Just a few days before Dark Tuesday, the British medical journal
Lancet published a study of Iraqi civilian deaths from the war. Since then, at newspapers like
The Guardian, on-line pubs like
Slate, television hate-talk shows like O'Reilly's and throughout Blogworld, it seems half the people in the media have had something to say about the study, much of which has been negative.
Not just negative, as Daniel Davies at Crooked Timber points out, but frequently downright stupid. Davies's lengthy summary posted yesterday is a devastating wrap-up of the critiques.
Lots of heavy lifting here has been done by
Tim Lambert and
Chris Lightfoot; I thoroughly recommend both posts, and while I'm recommending things, I also recommend a short statistics course as a useful way to spend one's evenings (sorry); it really is satisfying to be able to take part in these debates as a participant and I would imagine, pretty embarrassing and frustrating not to be able to. As Tim Lambert commented, this study has been "like flypaper for innumerates"; people have been lining up to take a pop at it despite being manifestly not in possession of the baseline level of knowledge needed to understand what they're talking about. (Being slightly more cynical, I suggested to Tim that it was more like "litmus paper for hacks"; it's up to each individual to decide for themselves whether they think a particular argument is an innocent mistake or not).
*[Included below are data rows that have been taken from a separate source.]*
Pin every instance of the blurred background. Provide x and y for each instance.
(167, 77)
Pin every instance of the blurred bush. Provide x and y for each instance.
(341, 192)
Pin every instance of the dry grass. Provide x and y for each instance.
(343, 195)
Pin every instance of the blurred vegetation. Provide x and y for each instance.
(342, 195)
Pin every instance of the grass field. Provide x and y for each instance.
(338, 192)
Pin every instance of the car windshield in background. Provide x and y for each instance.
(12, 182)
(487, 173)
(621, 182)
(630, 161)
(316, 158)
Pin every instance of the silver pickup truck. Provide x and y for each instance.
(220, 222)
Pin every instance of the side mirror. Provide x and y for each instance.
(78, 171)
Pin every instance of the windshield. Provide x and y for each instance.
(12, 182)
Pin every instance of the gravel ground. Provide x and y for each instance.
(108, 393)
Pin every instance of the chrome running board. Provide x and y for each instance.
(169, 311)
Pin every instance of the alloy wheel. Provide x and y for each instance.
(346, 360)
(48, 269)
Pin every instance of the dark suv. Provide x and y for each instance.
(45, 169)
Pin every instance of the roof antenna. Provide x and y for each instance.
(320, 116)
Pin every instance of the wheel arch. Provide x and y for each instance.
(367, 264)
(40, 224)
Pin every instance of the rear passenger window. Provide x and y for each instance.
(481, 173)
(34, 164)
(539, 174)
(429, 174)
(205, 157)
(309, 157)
Having in the past been assigned to cover the nuclear and the transportation industries, I had to learn some basic statistics, but mostly, like any reporter who wants to give readers a fair understanding of the topic under discussion, I depended on experts who could guide me through the numbers and interpretation of numbers that befuddled me.
As Davies makes clear, a lot of critics who challenged the Lancet study not only have a lousy understanding of what they're reading, but also don't have the good sense to double-check their findings with somebody who does know what s/he's looking at.
The bottom line is that the Lancet study was a good piece of science, and anyone who says otherwise is lying. Its results (and in particular, its central 98,000 estimate) are not the last word on the subject, but then nothing is in statistics. There is a very real issue here, and any pro-war person who thinks that we went to war to save the Iraqis ought to be thinking very hard about whether we made things worse rather than better. It is notable how very few people who have rubbished the Lancet study have shown the slightest interest in getting any more accurate estimates; often you learn a lot about people from observing the way that they protect themselves from news they suspect will disconcert them.